Un pâle soleil de février rôdait autour de ses fenêtres quand Charley s’éveilla. Il se prélassa un instant, puis, sauté du lit, bondit vers les persiennes qu’il ouvrit toutes grandes. Après un regard circulaire sur les hautes cimes du Jardin d’essai, satisfait du temps splendide qui s’annonçait, il s’apprêta pour son bain matinal. Tout au long de ses ablutions, il songeait à l’heureuse perspective de quinze jours de doux farniente en Alger avant de repartir vers des horizons lointains.

Frais émoulu de l’École navale, après le stage réglementaire sur un croiseur l’enseigne qu’il était se promettait de goûter aux joies terrestres avec toute l’ardeur de ses vingt-quatre ans. Charley appartenait à cette lignée de gens racés dont l’éducation soignée, alliée à un esprit subtil, fait le charme de la vieille race française.
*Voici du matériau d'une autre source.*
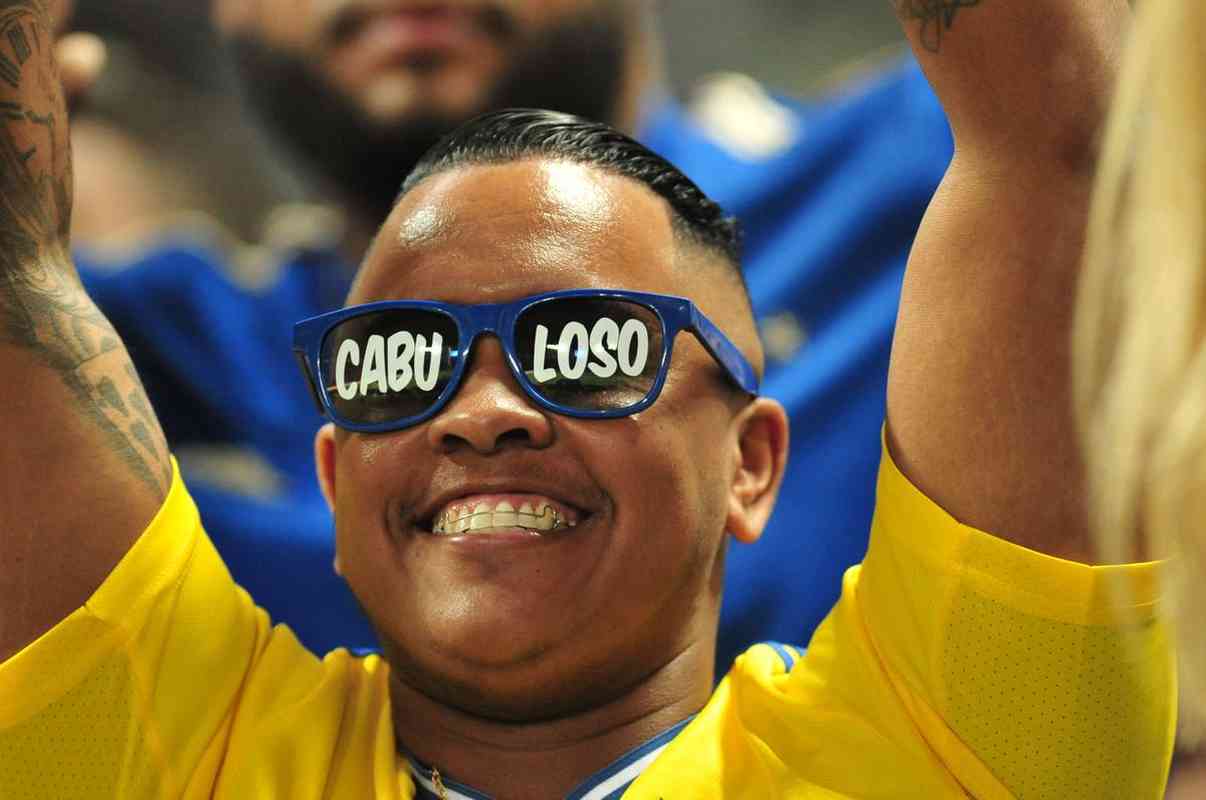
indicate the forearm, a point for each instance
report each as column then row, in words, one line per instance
column 83, row 462
column 978, row 407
Brillant causeur, recherché dans les salons, plus d’un cœur féminin soupirait pour ce bel officier ; aussi, ce matin-là, eut-il un joyeux élan en prenant le bristol que sa mère lui tendait.
- Bonjour, mère ! Avez-vous bien dormi ?
- Merci, mon grand… Belle soirée en perspective, n’est-ce pas ?
- Oui, mère… Je le crois… C’est une invitation au veglione de ce soir, à l’Opéra.
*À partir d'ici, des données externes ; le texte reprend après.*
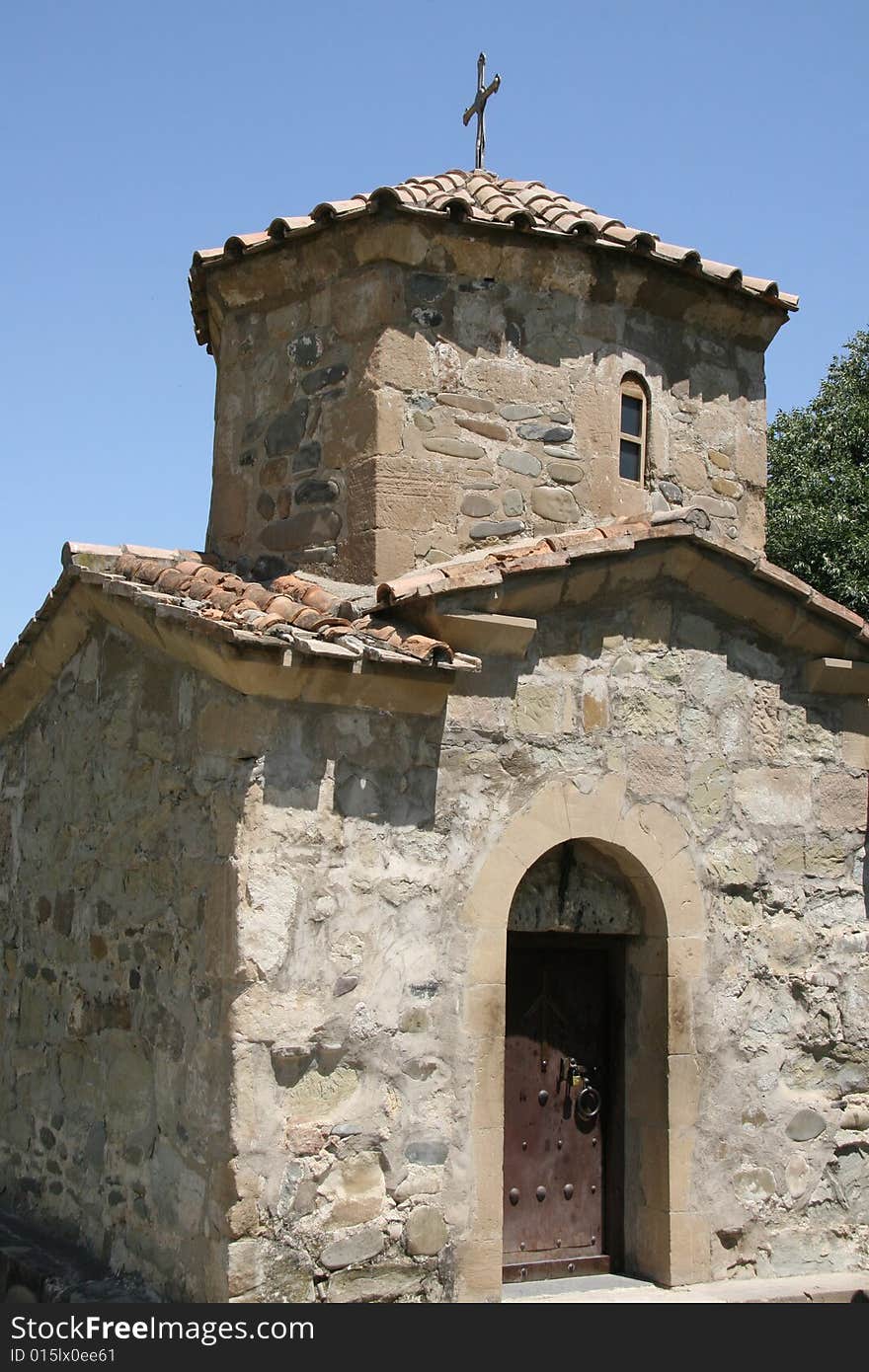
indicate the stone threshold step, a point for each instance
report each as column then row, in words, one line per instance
column 824, row 1287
Nous étions en pleine période de carnaval. L’année 1924 était encore une belle époque d’euphorie et les intrigues pouvaient se renouer sous le masque. Avec le déguisement, il semblait que chacun revêtit une autre âme. Ce veglione avait pour thème « La Renaissance italienne ». Le titre était prometteur et l’on ne pouvait évoquer cet âge « sang et or » sans penser à la somptuosité du décor, à la vivacité des couleurs que nous ont laissées les Botticelli, Bellini et Piero della Francesca.
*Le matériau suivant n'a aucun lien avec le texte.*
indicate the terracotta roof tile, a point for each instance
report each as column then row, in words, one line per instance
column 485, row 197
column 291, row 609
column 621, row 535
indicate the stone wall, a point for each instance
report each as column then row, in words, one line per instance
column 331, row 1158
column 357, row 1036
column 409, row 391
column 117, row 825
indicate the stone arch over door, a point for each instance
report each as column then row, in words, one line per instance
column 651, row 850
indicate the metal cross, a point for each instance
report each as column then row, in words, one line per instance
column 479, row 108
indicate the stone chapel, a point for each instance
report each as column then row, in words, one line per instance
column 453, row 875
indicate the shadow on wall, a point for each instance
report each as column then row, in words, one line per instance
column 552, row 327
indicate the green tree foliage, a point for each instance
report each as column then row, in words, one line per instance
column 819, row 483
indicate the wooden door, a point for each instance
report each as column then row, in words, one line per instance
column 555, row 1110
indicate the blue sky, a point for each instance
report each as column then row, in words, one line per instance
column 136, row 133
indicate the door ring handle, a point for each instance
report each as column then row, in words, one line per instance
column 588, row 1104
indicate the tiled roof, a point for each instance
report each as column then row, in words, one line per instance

Charley, vêtu d’un smoking impeccable et cravaté à souhait, fit son apparition à l’Opéra. Le bal était déjà ouvert. Il prit place dans une loge pour mieux juger l’effet d’ensemble d’un spectacle qui était féérique sous les lumières rutilantes. Les ors, la pourpre des costumes de Bolzano, de Come, Frascati, d’Orvieto, se mêlaient à ceux des Turcs, Dalmates et gondoliers en chapes de velours, avec de grands bonnets à l’Albanaise. Les arlequins évaporés étaient aux prises avec des médecins à l’air pédant. L’exubérance italienne, même, était soulignée de mots échangés dans cette langue si pure, si chantante.

Charley était ravi, mais non disposé à se mêler à la foule bruyante. Du haut de sa loge, il scrutait les masques. Quelques femmes travesties lui lançaient des quolibets flatteurs qu’il écoutait d’une oreille distraite. Il cherchait… Il ne savait trop quoi… Il sentait, confusément, la présence d’une intrigue.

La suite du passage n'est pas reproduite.